Une tout autre manière d’appréhender la question est celle de Sabine Rabourdin dans : « Face à face avec la symétrie : une comparaison entre physiciens indiens et français ». Elle a mené son enquête sur la base d’entretiens qui débouchent sur une interrogation concernant les représentations associées par les physiciens à la symétrie. S’agit-il d’un trait culturel ? Et si oui, quel biais est-il susceptible d’introduire dans la démarche physicienne ? En un sens, ce dialogue culturel, au-delà des différences et des similitudes dégagées entre traditions physiciennes, permet de mettre à jour le possible jeu de la symétrie lui-même au sein d’une structure de représentation plus englobante. L’auteure se réfère elle-même au travail de Philippe Descola sur les différentes ontologies, une sorte d’analyse combinatoire des différents modes possibles de relation entre existants. Le naturalisme des modernes, qui nous rattache aux non-humains par les continuités matérielles et nous en sépare par l’aptitude culturelle, serait-il dissymétrique et aurait-il lui aussi du « jeu » permettant d’autres émergences pour d’autres pensées de la symétrie ?

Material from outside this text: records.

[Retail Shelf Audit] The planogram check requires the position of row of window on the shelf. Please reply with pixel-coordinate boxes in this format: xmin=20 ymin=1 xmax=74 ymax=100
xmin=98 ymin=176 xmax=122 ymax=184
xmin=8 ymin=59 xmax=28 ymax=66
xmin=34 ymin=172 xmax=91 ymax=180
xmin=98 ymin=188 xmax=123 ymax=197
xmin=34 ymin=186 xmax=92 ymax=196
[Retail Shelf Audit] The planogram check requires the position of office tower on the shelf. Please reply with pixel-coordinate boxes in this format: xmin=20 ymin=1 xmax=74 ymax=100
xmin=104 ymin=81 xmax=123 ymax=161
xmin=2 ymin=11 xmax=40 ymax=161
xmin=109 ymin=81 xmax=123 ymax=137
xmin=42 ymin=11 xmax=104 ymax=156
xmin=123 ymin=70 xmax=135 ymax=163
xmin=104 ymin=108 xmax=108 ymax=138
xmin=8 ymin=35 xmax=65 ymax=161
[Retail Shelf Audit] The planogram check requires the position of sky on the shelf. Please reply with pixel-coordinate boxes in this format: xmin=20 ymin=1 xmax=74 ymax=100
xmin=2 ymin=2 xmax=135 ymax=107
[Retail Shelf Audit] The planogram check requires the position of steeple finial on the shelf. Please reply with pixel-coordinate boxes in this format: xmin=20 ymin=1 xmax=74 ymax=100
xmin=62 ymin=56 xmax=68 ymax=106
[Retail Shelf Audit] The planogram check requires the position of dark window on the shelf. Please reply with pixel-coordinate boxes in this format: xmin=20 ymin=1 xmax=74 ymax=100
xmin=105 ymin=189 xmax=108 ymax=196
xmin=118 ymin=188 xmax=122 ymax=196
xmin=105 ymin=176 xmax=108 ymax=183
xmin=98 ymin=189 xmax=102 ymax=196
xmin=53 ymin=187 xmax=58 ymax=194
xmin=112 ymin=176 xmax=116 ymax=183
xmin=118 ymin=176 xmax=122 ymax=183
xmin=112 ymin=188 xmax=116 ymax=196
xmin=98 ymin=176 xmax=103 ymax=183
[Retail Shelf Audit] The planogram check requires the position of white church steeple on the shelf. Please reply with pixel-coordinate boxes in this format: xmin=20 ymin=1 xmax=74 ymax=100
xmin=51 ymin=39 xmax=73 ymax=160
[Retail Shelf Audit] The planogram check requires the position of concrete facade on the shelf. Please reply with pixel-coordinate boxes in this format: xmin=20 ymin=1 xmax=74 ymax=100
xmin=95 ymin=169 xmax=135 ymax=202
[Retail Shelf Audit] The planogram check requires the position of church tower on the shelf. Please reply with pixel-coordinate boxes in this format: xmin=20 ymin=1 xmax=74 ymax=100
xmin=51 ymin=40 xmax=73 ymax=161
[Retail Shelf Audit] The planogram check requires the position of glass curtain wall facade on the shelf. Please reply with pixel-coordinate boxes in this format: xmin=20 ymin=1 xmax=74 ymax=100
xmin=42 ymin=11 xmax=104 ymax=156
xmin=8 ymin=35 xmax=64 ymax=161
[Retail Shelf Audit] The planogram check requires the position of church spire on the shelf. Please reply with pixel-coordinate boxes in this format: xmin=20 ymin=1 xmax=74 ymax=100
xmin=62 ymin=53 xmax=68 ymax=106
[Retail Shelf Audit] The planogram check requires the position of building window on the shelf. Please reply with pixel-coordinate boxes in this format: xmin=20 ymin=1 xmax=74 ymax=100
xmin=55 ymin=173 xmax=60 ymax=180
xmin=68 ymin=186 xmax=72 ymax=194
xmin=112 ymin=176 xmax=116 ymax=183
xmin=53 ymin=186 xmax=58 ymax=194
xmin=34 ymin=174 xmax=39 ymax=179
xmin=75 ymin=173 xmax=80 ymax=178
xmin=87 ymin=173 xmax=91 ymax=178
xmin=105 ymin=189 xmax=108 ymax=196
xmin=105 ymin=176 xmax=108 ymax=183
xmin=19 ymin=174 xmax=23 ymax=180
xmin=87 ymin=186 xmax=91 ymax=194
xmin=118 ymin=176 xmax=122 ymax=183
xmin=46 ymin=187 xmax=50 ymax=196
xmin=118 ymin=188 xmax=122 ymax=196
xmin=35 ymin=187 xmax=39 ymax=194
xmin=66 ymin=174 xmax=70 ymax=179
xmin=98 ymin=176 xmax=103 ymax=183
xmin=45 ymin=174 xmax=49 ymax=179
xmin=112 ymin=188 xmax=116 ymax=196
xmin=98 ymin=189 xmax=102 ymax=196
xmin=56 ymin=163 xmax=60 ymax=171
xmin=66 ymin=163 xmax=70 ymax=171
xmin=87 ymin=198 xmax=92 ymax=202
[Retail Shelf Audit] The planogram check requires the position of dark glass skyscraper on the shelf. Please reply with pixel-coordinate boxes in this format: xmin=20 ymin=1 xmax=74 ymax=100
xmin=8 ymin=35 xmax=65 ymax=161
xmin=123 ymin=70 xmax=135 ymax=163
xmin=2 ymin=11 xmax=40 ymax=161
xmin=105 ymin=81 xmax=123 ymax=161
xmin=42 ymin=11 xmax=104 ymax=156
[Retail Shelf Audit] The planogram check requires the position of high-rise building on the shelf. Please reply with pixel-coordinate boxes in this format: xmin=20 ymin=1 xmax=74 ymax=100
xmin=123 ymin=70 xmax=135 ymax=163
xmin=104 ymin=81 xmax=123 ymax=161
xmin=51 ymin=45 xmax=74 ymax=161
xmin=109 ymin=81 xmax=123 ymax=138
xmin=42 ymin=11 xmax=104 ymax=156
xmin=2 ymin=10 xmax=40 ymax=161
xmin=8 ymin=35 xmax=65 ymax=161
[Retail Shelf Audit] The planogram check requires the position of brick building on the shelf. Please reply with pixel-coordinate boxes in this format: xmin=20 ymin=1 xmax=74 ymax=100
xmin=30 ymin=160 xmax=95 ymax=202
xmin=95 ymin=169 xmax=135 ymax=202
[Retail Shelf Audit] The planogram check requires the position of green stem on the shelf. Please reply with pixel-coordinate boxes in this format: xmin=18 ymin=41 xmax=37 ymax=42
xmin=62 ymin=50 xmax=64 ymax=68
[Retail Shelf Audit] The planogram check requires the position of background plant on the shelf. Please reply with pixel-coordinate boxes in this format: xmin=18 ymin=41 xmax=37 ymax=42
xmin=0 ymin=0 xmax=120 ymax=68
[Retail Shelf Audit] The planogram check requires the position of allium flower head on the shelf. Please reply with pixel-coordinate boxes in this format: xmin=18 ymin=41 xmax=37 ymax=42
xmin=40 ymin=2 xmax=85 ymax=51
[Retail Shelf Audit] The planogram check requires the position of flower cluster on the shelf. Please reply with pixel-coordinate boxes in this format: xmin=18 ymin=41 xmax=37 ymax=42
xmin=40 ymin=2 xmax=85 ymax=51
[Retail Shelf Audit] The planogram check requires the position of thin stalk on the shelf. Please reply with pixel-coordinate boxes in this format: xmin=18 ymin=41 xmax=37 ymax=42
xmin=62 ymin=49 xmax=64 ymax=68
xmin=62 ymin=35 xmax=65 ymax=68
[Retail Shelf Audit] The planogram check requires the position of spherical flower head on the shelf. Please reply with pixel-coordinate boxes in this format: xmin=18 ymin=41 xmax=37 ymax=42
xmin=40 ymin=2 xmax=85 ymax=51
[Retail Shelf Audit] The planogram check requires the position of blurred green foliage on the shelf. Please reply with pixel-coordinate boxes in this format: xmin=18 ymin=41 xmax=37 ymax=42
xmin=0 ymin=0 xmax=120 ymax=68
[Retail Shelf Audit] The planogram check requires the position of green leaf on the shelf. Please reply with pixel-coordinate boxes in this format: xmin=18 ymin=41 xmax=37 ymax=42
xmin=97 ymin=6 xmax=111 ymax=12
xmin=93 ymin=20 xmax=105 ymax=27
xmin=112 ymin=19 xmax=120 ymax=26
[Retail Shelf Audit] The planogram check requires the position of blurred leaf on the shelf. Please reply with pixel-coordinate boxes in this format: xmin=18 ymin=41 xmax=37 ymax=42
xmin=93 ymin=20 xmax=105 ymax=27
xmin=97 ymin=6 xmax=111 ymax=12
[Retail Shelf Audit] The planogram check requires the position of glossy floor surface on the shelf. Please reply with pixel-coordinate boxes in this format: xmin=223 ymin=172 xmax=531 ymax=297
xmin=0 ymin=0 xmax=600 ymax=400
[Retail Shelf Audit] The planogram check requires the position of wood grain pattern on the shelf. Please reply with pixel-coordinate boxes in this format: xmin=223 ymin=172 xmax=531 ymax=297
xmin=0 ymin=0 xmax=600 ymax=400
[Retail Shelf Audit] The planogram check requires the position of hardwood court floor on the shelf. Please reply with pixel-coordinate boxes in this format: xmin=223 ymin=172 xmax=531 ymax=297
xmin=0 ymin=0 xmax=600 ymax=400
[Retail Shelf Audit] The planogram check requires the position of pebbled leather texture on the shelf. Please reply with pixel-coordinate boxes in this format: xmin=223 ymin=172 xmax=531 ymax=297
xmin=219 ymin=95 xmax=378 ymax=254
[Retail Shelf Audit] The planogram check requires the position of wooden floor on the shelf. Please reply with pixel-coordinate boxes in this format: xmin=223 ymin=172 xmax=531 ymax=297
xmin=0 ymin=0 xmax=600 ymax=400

Avec le quatrième et dernier texte du dossier, il semble que l’emporte la dissymétrie comme médiation, par-delà symétrie et asymétrie. La notion de symmetria est d’origine Pythagoricienne. Le dossier se finit ainsi presque naturellement avec la musique et le texte de Geoffroy Drouin : « La dissymétrie musicale : l’histoire d’une médiation ». Il nous montre d’abord à l’œuvre la symétrie comme principe de structuration spatiale, qui permet de distribuer les éléments sur toute l’étendue sonore, mais manque ainsi le développement temporel ; d’où la confrontation à son contraire, la flèche du temps. Mais comment faire « mordre » l’un sur l’autre ? C’est là qu’intervient la dissymétrie comme opérateur du dépassement des contraires, dont l’intérêt est de pouvoir fonctionner à plusieurs niveaux et selon des modalités multiples. On comprend qu’il est possible de constituer toute une typologie musicale par les différences de niveau où intervient cette médiation, dans le jeu entre le local et le global, avec des différences de distribution d’accents et de rythmes. Une réflexion sur les rapports entre dialectique et émergence est mise à profit ici, et la dissymétrie renvoie à la multiplicité des résolutions possibles de la tension entre symétrie et asymétrie.